On the first half of season three, Awkward’s constantly worrying protagonist, Jenna, devolved from a thoughtful but invisible girl to an extremely unlikeable character. Her thoughts became solely about her own actions and feelings, lacking the empathy she felt in the first two seasons. Then she cheated on Matty, who spent the entire season proving that he was a fantasy boyfriend, with Collin, a guy who was mysterious to her simply because he took writing classes and cared about art. Way to be a cliché, Jenna.

Too bad the midseason premiere had to begin with everybody celebrating Jenna. It’s her 17th birthday. The people in her life, clearly oblivious to the self-involved monster she’s become, are desperate to find ways to make her happy. Jenna’s mom wants to throw her a surprise party to make up for all the ones she hasn’t been able to throw for years. But, of course, Jenna doesn’t appreciate the effort. Matty wants to her a photo from the artist she loved from the episode before. Meanwhile, Jenna continues to cheat and act like making out with a boy is as unavoidable as an alcoholic reaching for the beer.

Awkward is clearly trying to set up Jenna as an anti-hero. In a scene with her creative writing teacher, Mr. Hart, he spells out the intention. There’s a sort of joy audiences get out of watching an anti-hero fail. Only he says it in a very “Awkward” way: “Heinous skanks are a pleasure to read and ruin.” It couldn’t be clearer. This season will be about Jenna’s fall from grace and transformation into a selfish monster.
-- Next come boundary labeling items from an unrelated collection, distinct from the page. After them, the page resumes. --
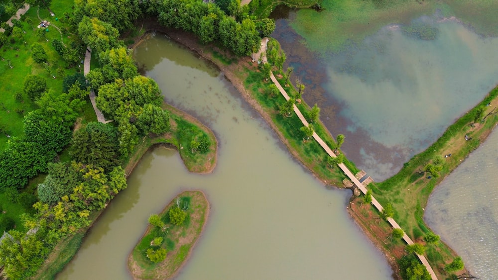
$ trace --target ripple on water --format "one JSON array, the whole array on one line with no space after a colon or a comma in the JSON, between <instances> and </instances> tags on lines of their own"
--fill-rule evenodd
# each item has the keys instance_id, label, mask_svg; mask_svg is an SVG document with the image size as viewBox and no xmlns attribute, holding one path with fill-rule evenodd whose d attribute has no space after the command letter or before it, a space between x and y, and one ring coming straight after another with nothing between
<instances>
[{"instance_id":1,"label":"ripple on water","mask_svg":"<svg viewBox=\"0 0 498 280\"><path fill-rule=\"evenodd\" d=\"M498 131L440 184L424 216L471 274L498 279Z\"/></svg>"}]
</instances>

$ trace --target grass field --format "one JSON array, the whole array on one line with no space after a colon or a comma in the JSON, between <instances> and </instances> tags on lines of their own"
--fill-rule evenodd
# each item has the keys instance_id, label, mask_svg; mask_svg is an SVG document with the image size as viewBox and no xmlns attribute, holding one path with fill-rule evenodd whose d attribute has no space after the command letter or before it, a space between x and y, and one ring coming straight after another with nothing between
<instances>
[{"instance_id":1,"label":"grass field","mask_svg":"<svg viewBox=\"0 0 498 280\"><path fill-rule=\"evenodd\" d=\"M62 15L64 11L70 11L73 4L72 0L54 0L52 2L51 8L57 16ZM62 92L64 78L56 76L56 79L53 78L57 69L64 68L66 75L72 75L83 69L82 67L80 68L78 66L66 69L66 63L51 44L52 40L61 39L60 33L53 26L48 28L49 31L45 33L44 37L36 36L35 32L37 30L36 26L39 22L37 10L37 7L32 7L21 17L21 28L26 32L23 37L16 39L15 43L10 46L3 46L0 48L0 125L6 125L6 134L11 137L23 135L22 118L24 115L37 108L36 104L23 93L21 100L16 100L14 98L15 93L22 93L24 79L27 75L41 76L46 81L47 88L57 93ZM40 9L40 16L60 28L67 27L67 24L55 21L46 9ZM64 43L69 44L71 40L76 39L76 36L68 33L63 38ZM43 65L36 63L31 58L30 46L34 43L41 44L46 52L50 64L49 72ZM87 102L84 109L85 116L86 118L92 119L93 117L90 113L90 108L91 104ZM6 135L0 135L0 150L5 148L8 139Z\"/></svg>"},{"instance_id":2,"label":"grass field","mask_svg":"<svg viewBox=\"0 0 498 280\"><path fill-rule=\"evenodd\" d=\"M188 205L188 215L180 225L171 223L168 211L177 199L182 207ZM182 192L173 199L159 214L166 225L161 230L149 225L145 233L128 258L128 268L137 279L169 279L176 274L186 260L190 251L200 236L207 219L209 203L204 193L199 191ZM168 252L163 261L154 263L147 257L146 251L151 248L151 241L162 237L160 247Z\"/></svg>"}]
</instances>

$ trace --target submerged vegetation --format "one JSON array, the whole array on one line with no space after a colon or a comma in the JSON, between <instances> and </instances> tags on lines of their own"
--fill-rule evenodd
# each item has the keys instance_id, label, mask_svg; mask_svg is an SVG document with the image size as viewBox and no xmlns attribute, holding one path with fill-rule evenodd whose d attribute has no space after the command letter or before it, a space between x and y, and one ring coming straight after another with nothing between
<instances>
[{"instance_id":1,"label":"submerged vegetation","mask_svg":"<svg viewBox=\"0 0 498 280\"><path fill-rule=\"evenodd\" d=\"M209 204L200 191L182 192L158 214L128 257L135 278L169 279L181 267L202 233Z\"/></svg>"}]
</instances>

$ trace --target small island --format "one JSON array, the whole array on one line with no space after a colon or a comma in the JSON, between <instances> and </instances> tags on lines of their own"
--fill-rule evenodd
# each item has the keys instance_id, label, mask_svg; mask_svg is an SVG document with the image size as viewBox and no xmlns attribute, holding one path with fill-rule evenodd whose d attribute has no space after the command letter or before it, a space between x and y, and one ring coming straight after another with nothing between
<instances>
[{"instance_id":1,"label":"small island","mask_svg":"<svg viewBox=\"0 0 498 280\"><path fill-rule=\"evenodd\" d=\"M188 259L209 215L209 202L200 190L185 191L148 218L143 236L128 256L135 279L171 278Z\"/></svg>"}]
</instances>

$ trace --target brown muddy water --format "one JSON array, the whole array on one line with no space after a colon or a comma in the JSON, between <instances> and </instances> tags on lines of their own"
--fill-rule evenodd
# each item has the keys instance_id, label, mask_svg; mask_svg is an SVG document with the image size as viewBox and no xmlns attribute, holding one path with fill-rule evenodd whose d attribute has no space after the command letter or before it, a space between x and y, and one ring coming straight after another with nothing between
<instances>
[{"instance_id":1,"label":"brown muddy water","mask_svg":"<svg viewBox=\"0 0 498 280\"><path fill-rule=\"evenodd\" d=\"M496 30L498 19L458 1L368 2L324 0L320 12L279 7L271 36L304 82L304 99L318 103L333 134L346 135L348 158L381 181L497 85L498 38L478 34L472 24ZM496 1L475 3L498 9Z\"/></svg>"},{"instance_id":2,"label":"brown muddy water","mask_svg":"<svg viewBox=\"0 0 498 280\"><path fill-rule=\"evenodd\" d=\"M185 189L211 206L180 279L388 279L383 255L348 215L349 190L328 189L289 155L216 69L162 35L136 60L165 99L219 141L212 174L189 173L177 153L147 153L58 279L127 279L128 254L147 217Z\"/></svg>"}]
</instances>

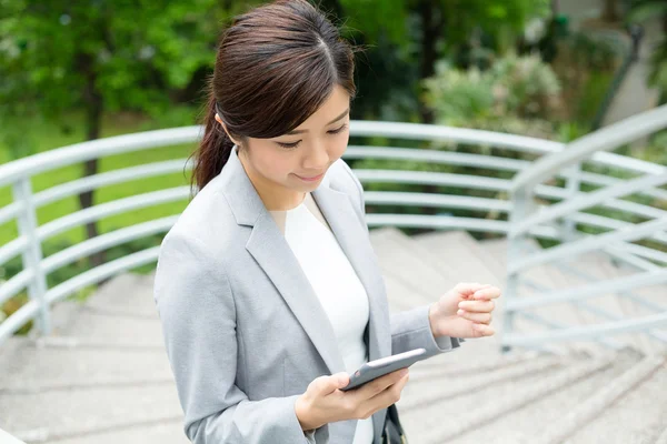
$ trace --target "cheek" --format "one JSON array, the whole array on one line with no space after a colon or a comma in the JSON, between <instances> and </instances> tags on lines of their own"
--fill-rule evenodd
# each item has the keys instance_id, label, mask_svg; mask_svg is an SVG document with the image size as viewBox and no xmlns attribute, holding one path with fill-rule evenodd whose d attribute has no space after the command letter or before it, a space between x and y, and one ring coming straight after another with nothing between
<instances>
[{"instance_id":1,"label":"cheek","mask_svg":"<svg viewBox=\"0 0 667 444\"><path fill-rule=\"evenodd\" d=\"M265 175L282 181L289 173L296 170L293 161L287 155L270 155L262 159Z\"/></svg>"}]
</instances>

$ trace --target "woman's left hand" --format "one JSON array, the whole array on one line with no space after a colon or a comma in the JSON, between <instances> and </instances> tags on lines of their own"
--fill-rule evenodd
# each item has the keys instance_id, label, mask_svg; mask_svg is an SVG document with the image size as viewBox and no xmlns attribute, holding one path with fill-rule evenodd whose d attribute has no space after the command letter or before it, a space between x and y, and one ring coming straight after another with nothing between
<instances>
[{"instance_id":1,"label":"woman's left hand","mask_svg":"<svg viewBox=\"0 0 667 444\"><path fill-rule=\"evenodd\" d=\"M491 312L500 290L490 284L459 283L449 290L429 310L435 337L491 336L495 331Z\"/></svg>"}]
</instances>

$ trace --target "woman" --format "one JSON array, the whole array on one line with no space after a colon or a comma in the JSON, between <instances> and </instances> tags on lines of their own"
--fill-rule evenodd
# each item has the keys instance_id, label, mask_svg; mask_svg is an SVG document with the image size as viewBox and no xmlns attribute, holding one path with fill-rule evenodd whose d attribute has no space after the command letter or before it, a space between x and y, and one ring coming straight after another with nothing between
<instances>
[{"instance_id":1,"label":"woman","mask_svg":"<svg viewBox=\"0 0 667 444\"><path fill-rule=\"evenodd\" d=\"M222 36L199 191L155 281L193 443L379 444L407 372L344 392L348 373L494 334L490 285L389 315L362 188L341 159L352 72L352 48L305 0L256 8Z\"/></svg>"}]
</instances>

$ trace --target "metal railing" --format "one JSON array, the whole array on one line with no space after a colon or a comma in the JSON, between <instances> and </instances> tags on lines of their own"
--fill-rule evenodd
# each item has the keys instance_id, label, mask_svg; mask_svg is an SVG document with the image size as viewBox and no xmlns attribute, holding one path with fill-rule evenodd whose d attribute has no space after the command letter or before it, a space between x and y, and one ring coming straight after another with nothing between
<instances>
[{"instance_id":1,"label":"metal railing","mask_svg":"<svg viewBox=\"0 0 667 444\"><path fill-rule=\"evenodd\" d=\"M627 134L625 131L609 133L610 130L603 130L607 131L605 134L611 134L615 138L618 138L618 143L610 143L609 147L613 144L614 147L618 147L625 143L624 141L630 133L634 134L633 137L640 137L639 133L641 131L645 131L645 133L655 131L660 124L665 123L665 109L659 109L655 111L655 113L641 114L633 118L635 120L631 122L623 122L614 127L615 129L626 128L629 130L628 125L633 125L633 131L628 131ZM647 120L651 123L647 123ZM0 323L0 344L30 320L36 321L37 327L42 334L48 334L51 330L50 311L54 303L68 297L80 289L96 284L118 273L156 262L159 246L148 248L107 262L82 272L53 287L48 287L47 285L47 276L50 273L80 258L86 258L108 248L148 235L165 233L176 222L178 214L103 233L97 238L67 248L48 258L43 258L42 253L44 241L72 228L81 226L92 221L99 221L110 215L122 214L162 203L185 201L190 195L190 189L189 186L177 186L141 193L79 210L69 215L49 221L42 225L38 224L36 216L39 208L68 196L77 195L83 191L96 190L101 186L119 184L141 178L182 172L183 168L190 170L191 164L187 163L185 158L148 163L77 179L38 193L32 191L32 179L37 174L91 159L141 150L151 150L175 144L193 143L199 140L201 131L201 127L185 127L100 139L51 150L0 167L0 189L11 186L13 193L13 201L3 208L0 208L0 225L16 220L19 229L17 239L0 246L0 266L19 255L22 260L22 270L18 274L10 276L2 285L0 285L0 304L21 291L27 291L29 296L29 302L27 304ZM559 142L514 134L415 123L352 121L350 123L350 132L352 137L360 138L386 137L398 140L455 142L494 147L504 149L504 151L507 152L529 153L544 157L544 159L532 163L527 160L500 155L491 157L456 151L362 145L349 145L344 154L346 160L410 160L449 165L485 168L514 175L514 179L497 179L444 172L355 169L355 173L364 183L381 181L384 183L462 186L467 189L486 190L494 195L492 198L477 198L456 194L366 191L365 200L367 204L374 205L430 206L486 212L495 211L504 215L504 218L499 220L491 220L486 218L464 218L439 214L370 213L367 214L367 222L369 226L392 225L405 228L461 229L472 232L508 235L511 240L511 250L514 252L509 255L509 285L504 291L504 299L507 303L506 309L510 316L506 320L506 327L508 330L502 336L502 341L504 344L508 346L521 344L530 346L530 344L535 343L535 341L527 340L512 332L511 319L515 315L524 315L534 321L542 322L551 327L557 326L552 322L550 323L547 320L540 320L539 316L536 316L530 312L529 306L521 306L520 302L522 301L515 294L518 289L517 283L519 275L525 266L528 266L528 264L521 262L515 251L518 249L517 245L521 240L528 236L556 241L576 238L571 244L581 245L581 249L591 249L594 245L595 248L601 245L603 248L600 249L608 254L613 254L615 258L623 256L627 262L635 266L644 266L645 270L650 271L654 274L656 273L656 270L657 273L663 273L663 268L658 266L656 262L663 261L664 263L667 263L667 254L658 250L628 243L631 240L631 236L626 235L628 233L628 228L631 226L633 230L640 230L641 233L651 232L650 239L667 245L667 234L661 230L665 225L660 222L664 220L660 218L665 218L667 212L650 205L618 199L623 194L620 192L623 190L621 186L631 186L633 190L636 190L636 192L641 195L667 201L667 191L658 188L659 183L665 182L653 178L653 175L664 175L666 173L666 168L614 153L603 151L594 153L593 151L607 148L607 145L599 145L600 140L596 139L600 138L599 135L591 134L566 147ZM608 135L601 137L601 140L607 140L606 138L608 138ZM577 147L583 148L577 149ZM595 147L595 149L590 149L589 147ZM631 174L647 174L651 176L646 180L639 179L626 181L610 175L584 171L581 169L573 170L570 165L584 159L584 155L573 157L573 154L575 151L580 152L581 150L586 151L586 155L590 157L589 162L591 164L611 168ZM567 181L566 186L540 183L546 174ZM576 184L576 186L573 184ZM578 191L579 186L584 184L604 186L605 189L604 191L596 192L597 194L584 194ZM537 210L544 205L529 205L529 201L532 198L539 198L545 201L560 201L560 203L550 205L548 213L540 213L537 212ZM599 204L604 208L611 209L615 213L651 218L658 222L654 222L651 225L635 226L611 216L600 216L580 211L587 205L593 204ZM534 214L532 219L526 220L527 216L531 214ZM570 224L569 230L564 230L564 225L559 223L560 219L566 220L566 222ZM616 239L613 244L600 243L599 241L598 243L595 243L595 241L589 239L579 240L579 234L576 232L574 224L597 229L618 230L624 235ZM564 245L564 248L566 248L567 243ZM536 256L538 258L537 260L551 261L559 258L558 255L554 258L552 255L555 253L550 250L541 254L546 254L546 256L540 256L542 259ZM560 254L563 255L566 253ZM651 276L654 276L654 274L651 274ZM555 296L558 296L558 294L549 294L549 297ZM576 297L579 296L569 294L566 299L569 301ZM547 299L541 301L541 303L547 304L549 301L550 300ZM661 317L657 319L657 321L655 319L647 319L641 326L648 329L660 323ZM560 329L564 326L558 325L558 327L560 334ZM636 325L633 327L636 327ZM575 326L574 329L577 327ZM567 331L573 332L576 330L570 329ZM591 333L588 332L587 334L590 335ZM555 337L556 336L547 337L544 341L552 341Z\"/></svg>"},{"instance_id":2,"label":"metal railing","mask_svg":"<svg viewBox=\"0 0 667 444\"><path fill-rule=\"evenodd\" d=\"M615 150L663 129L667 129L667 105L585 135L570 143L563 152L539 159L512 180L509 190L512 213L511 229L508 233L508 279L506 282L506 292L511 297L504 301L501 343L505 350L512 345L542 345L548 342L567 340L604 341L608 335L637 331L646 332L651 339L667 343L667 333L659 331L660 327L667 327L667 292L664 294L661 304L644 301L641 296L634 294L639 287L667 283L667 266L665 266L667 254L631 243L650 239L667 245L667 233L665 233L667 212L657 208L640 208L643 205L638 206L634 202L620 200L623 196L649 191L654 198L667 202L665 201L667 193L659 188L667 183L667 168L654 165L650 169L636 171L643 175L616 183L611 182L591 192L584 193L578 190L579 179L583 174L581 162L591 157L599 159L605 151ZM538 194L539 184L565 170L570 172L570 180L577 183L576 189L570 190L571 195L557 204L537 208L535 196ZM610 202L614 202L616 208L621 211L633 212L635 210L635 214L648 220L640 223L621 221L606 223L605 228L611 230L595 235L578 232L570 223L567 225L567 232L561 232L561 243L557 246L541 251L535 251L535 249L526 251L526 240L535 226L563 223L564 221L583 223L586 221L586 216L581 218L583 210L596 205L608 206ZM616 260L624 261L638 272L604 281L589 279L589 283L576 287L546 291L540 296L518 297L521 272L545 263L567 262L571 258L594 251L601 251ZM603 316L606 317L606 322L591 325L551 329L548 332L539 333L512 332L515 316L524 311L558 303L574 303L580 306L587 300L608 294L631 299L647 309L650 314L634 319L619 319L607 314Z\"/></svg>"}]
</instances>

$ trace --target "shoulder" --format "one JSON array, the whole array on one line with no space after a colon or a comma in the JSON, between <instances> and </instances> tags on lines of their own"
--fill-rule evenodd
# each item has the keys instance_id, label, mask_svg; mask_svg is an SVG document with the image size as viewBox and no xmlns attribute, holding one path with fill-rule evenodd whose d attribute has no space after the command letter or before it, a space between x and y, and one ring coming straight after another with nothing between
<instances>
[{"instance_id":1,"label":"shoulder","mask_svg":"<svg viewBox=\"0 0 667 444\"><path fill-rule=\"evenodd\" d=\"M238 228L225 195L215 188L205 186L192 198L176 223L162 240L162 250L172 244L187 246L209 266L222 265L217 251L233 239L232 229ZM215 266L215 265L213 265Z\"/></svg>"},{"instance_id":2,"label":"shoulder","mask_svg":"<svg viewBox=\"0 0 667 444\"><path fill-rule=\"evenodd\" d=\"M340 158L330 167L330 186L348 194L356 203L356 208L364 209L364 186L347 162Z\"/></svg>"}]
</instances>

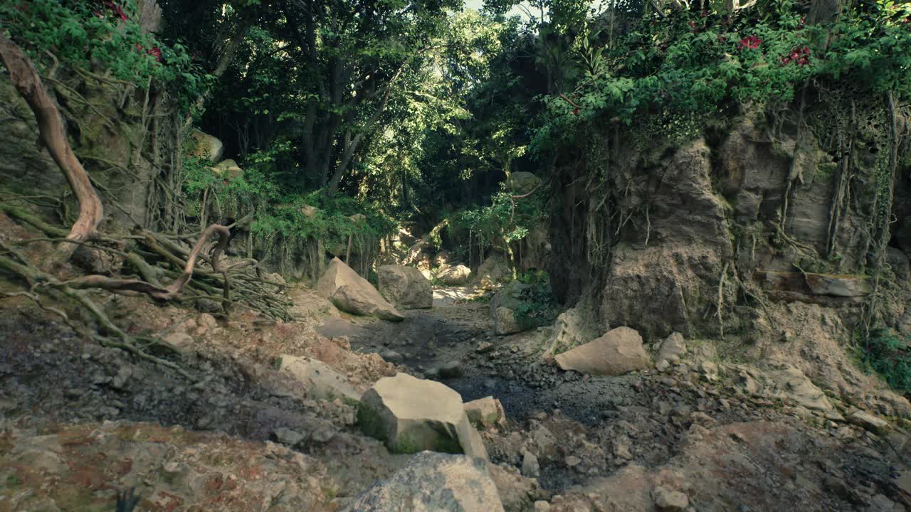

The biggest question will be how she pulls herself out of the whole.

However, there’s a problem with Jenna being an anti-hero. Although the anti-hero genre is popular now, with the success of Breaking Bad and Mad Men, female anti-heroes have always had trouble working. It may be because female characters are held to a different standard. Or it may be, like in the case of Awkward, the writer’s didn’t spend enough time building a character outside of the anti-hero qualities. If Jenna is going to go down a dark road, we need to know what she’s doing it for. If it’s just out of teenage selfishness, that’s not fun to watch.

The show has always had its awkward moments. After all, it has to live up to its namesake. But the change in Jenna’s character and her actions are the first time the show has had truly cringeworthy moments. As if her multiple cheating moments and watching Matty be blissfully unaware of the pain that’s about to befall him weren’t painful enough, there’s no sting worse than that last scene. Once again, Jenna has found herself magnetically attached to Collin by the lips, but this time falling ass backwards into her own surprise party. There her friends, family, and boyfriend are to witness her secret shame. The real hurt has yet to come.

Other Musings:

  • When Tamara keeps a big secret, the little secrets start to spill out. That’s how we get to know she has a yeast infection. Oh joy.
  • The best subplot was Ming’s turn as the new head bitch of the Asian mafia. With Becca out of the picture, her boyfriend Fred Woo can come back to school. Unfortunately, Ming is heading down the same road Becca once did. She’s abusing her powers by getting fire alarms pulled and free coffee at a moment’s notice. Fred is dubious about sticking with her while she slowly becomes Becca. However, if she gives up the power for him, Becca returns to power and he’ll have to leave again. That’s how you do star crossed lovers. It’s the perfect campiness this show needs right now.
  • Sadie: “We can write a story about the genesis of a girl who goes from heinous wallflower to hideous skank.” Mr. Hart: “So it’s an autobiographical piece.” Sadie: “Yes!”
  • “If you want to bully Miss Hamilton, do it online.” Mr. Hart has the best lines.